A few seconds later, Levon starts the car.
Then he turns and looks at me like he’s really noticing me for the first time.
He’s not smiling, but his eyes are alive.
Chapter 5
We drive past the industrial wasteland of south Hartford. Low concrete buildings, abandoned cars, bits of trash swept up by the swirling wind. I wonder if we are going to New York City. One time, I stayed in a suite above Central Park, and from the vantage point of a super-high floor, the trees looked like bunches of broccoli a giant would eat, the black ponds reflecting white, puffy clouds. It seemed so pastoral and at odds with the putrid smells on the street, the loud sirens and trucks, and people yelling at each other. For some reason, it seemed like everyone in New York was having an argument. But maybe they were just really loud.

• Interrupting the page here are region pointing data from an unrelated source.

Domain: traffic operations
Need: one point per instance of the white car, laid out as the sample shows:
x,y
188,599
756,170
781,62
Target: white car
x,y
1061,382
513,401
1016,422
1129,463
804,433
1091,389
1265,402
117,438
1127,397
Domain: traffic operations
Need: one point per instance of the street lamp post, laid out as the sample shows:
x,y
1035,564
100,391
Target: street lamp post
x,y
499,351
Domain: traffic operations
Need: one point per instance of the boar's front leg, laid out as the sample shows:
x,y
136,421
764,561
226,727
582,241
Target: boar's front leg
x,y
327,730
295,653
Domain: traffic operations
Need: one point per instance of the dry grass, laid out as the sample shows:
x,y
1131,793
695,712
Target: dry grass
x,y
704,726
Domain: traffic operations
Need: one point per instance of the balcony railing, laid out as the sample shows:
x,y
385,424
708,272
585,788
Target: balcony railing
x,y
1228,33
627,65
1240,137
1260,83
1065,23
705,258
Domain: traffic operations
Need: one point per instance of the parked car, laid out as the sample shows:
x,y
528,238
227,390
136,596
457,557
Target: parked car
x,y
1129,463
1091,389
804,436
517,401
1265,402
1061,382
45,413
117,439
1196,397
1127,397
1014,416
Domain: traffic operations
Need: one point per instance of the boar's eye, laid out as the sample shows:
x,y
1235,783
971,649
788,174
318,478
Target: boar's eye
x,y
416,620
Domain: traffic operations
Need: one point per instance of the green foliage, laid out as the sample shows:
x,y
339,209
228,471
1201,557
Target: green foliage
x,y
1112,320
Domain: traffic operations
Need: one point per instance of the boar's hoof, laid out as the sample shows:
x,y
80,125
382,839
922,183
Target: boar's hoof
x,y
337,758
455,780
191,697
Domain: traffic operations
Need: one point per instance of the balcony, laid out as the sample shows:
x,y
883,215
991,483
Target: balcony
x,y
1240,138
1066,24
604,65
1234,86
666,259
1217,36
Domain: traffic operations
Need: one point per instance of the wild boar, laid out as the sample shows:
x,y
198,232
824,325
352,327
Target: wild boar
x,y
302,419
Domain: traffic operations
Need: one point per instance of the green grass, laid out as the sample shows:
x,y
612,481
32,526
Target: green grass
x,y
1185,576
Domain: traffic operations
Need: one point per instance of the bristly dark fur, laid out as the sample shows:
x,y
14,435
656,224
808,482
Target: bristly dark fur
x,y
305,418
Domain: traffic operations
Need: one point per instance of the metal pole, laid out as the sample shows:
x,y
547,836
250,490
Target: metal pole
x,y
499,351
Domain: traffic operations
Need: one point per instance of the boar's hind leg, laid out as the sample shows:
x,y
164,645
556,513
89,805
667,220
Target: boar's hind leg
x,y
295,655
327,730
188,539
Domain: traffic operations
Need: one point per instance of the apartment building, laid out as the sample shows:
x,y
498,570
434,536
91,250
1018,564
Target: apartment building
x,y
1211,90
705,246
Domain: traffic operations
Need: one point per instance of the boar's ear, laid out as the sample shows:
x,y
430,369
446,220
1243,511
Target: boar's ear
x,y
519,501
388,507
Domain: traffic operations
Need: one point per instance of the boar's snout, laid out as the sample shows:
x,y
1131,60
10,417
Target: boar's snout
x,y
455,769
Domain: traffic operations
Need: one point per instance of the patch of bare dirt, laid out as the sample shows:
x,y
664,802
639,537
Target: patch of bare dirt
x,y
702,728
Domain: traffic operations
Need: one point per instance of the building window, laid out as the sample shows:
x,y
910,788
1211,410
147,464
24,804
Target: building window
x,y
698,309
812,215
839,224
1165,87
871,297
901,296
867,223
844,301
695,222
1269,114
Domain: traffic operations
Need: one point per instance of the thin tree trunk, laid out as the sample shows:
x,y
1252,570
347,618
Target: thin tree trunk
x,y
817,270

I held my mother’s hand supertight as we walked to the venue where my father was playing. During the performance, we were backstage as usual, except for the last song, when she would usually leave me with a guy they called Wigger. I’m not sure what his job was, except for hanging out with the band. He always gave me lollipops, so I was fine with it. But I would anxiously wait for the final roar of applause, because I knew my mother would come back, and she always did.
Until one day she didn’t.
Levon and I don’t say anything for a while, but I sneak glances at the muscles on his forearm, tense from gripping the wheel. I’m not as scared now, more out of body, like I’m watching myself from above. I can’t seem to shake Cancer Stick’s crazed stare out of my brain—or the sound when his fist hit my head, where I can still feel a slight ache.
As we head toward the smokestacks of New Haven, I decide to try to get some information out of Levon. At least I know he won’t punch me. Or would he?